I've been raised in a leftwing oriented family and I still hold many leftwing views, and I'm denifitely favorable to socialist institutions and other ways to put society over my needs. Yet, unlike you, I can't in good conscience just say that I do so because my ancestors did and the tradition can't be broken. That's why I tried my best to conciliate those views with the only values that make sense to me: freedom and equality. Resulting with the freedom distribution thing.
That's your personal take; I am only giving an example to show you why Muslims might not want to accept Western values shoved down their throat, as helpfully demonstrated across the Arab world.
Asking who's freedom is more important is irrelevant, beside the fact that I already said everyone deserves the same, because your gun and smoking examples are unrelated to such a problem: the freedoms to be lost and gained are different, so the only question is "what freedoms are more important, and what can be sacrificed?" And I agree that there are cases where it is not possible to decide objectively and where freedom is not easy to divide equally with an absolute judgement. Yet, this is hardly the case for religious impositions, as they usually result in no freedom gained for anyone, making the judgement rather easy.
No they aren't. Who's freedom is more important IS the question. You claim that the question should be ''what freedoms are more important, and what can be sacrifised?", that's essentially the same question. And I disagree, with religious impositions, there are usually freedom gains. By taking away and accusing Sharia law of being barbaric when in most cases it isn't, the problem is with you, and not the Muslims, because you're taking their freedom to practice their own laws (which is what most want these days), or at the very least, decrying it as demonic, and painting an unfairly negative picture of it. When France tried to ban the Burqa itself, that's infringing on religious freedom. When Switzerland banned the construction of minarets, that is infringing on religious freedom. When the US tried to ban the building of a mosque at ground zero, that is infringing on religious freedom.

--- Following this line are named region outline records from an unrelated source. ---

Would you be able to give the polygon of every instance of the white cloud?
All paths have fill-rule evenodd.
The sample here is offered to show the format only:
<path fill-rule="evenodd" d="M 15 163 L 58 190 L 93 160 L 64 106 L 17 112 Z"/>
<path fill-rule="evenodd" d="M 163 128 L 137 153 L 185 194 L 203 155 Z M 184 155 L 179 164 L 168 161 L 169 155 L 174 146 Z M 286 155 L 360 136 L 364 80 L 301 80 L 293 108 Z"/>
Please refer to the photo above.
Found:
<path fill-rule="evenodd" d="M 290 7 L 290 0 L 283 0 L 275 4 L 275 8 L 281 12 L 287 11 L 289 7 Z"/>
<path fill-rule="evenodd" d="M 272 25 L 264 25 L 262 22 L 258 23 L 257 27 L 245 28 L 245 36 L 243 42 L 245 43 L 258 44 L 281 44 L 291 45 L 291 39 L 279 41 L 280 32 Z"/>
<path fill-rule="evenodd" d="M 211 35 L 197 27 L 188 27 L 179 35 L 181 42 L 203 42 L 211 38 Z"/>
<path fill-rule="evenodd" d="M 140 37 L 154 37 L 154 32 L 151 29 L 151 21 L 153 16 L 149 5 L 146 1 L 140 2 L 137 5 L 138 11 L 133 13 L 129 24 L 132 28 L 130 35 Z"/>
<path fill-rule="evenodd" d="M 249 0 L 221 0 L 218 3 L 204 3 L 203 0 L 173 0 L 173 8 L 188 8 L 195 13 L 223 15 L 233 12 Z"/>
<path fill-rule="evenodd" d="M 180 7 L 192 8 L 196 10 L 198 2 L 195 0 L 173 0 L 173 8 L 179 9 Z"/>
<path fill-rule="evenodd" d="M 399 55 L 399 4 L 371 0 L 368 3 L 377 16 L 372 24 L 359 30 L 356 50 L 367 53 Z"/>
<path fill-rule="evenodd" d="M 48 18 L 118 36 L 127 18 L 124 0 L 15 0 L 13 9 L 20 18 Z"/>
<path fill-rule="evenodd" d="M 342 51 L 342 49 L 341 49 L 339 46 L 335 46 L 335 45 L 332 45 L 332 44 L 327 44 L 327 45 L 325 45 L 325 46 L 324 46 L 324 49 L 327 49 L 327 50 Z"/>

Sounded like we have no other factors to weigh in. Anyway.
Yes there are others. Culture, tradition, peoples' choice, societal good, just to name a few.
I don't get it? All I was saying is that if you can consider good Muslims the ones that live in progressive nations, as you seem to do, then there is no reason why another community should limit the freedom of its people since the progressive nations prove that good, true Islam can coexist with freedom. I'm really not taking any western nation as a model, I'm considering exclusively progressive and conservative Muslim nations.
Yes, and I countered it by stating that even if a few Muslim communities progress (and they don't even ''
rogress'' like Westerners think they do), there's no basis that all Muslims communitites need, will, should, simply because cultures and countries are different even internally. What I discuss as progress here is not your progress of democracy and liberalism, it's progress of adapting Islam to more modern contexts, whilst still holding on very strongly to their beliefs.
But how am I supposed to take their beliefs seriously, if they are so much contradictory? Basically it's like if someone told you: "I would never kill you, it's a bad thing and it's against my values. But you know that guy who told me I should kill you? He was totally right." (killing is just an example.)
Those are radicals. Would asked you to trust them? Talk to more Muslims. Most don't agree with killing of any form, even if the Quran states it.
Slavery was a bit of an hyperbole I guess, but you are failing to answer my point. When I said that, I obviously weren't referring to the ones who are happy and satisfied with Islam, but to the ones that would happily live without it, yet are FORCED to adapt just because they live in the same nation. I think that is the core point: just like we can't assume the fanatics are representative of the whole Muslim community, you can't assume that the happy and proud Muslim community is representative of every single individual living in a Muslim country and thus subject to Islamic impositions. Even when you talk about tradition, you have to realize that while the majority is favorable to it, there will always a minority of people who disagree, but the tradition is forced over them.
I disagree. If the majority agrees, then the majority wins, which is the brutal nature of democracy and Sharia law is enacted, unless you're telling me that your democratic system is disposable. Furthermore, people ahve a choice; in Nigeria, only the Northern states have Sharia law. Like several Middle Eastern countries, Egypt recognizes Sharia as part of its jurisprudence but chooses not to enforce severe Hadd penalties as part of state law. Furthermore, other denominations are not subject to Sharia law, only Nigerian Muslims. Instead, adultery is often punished with short prison sentences. I answered your point raised.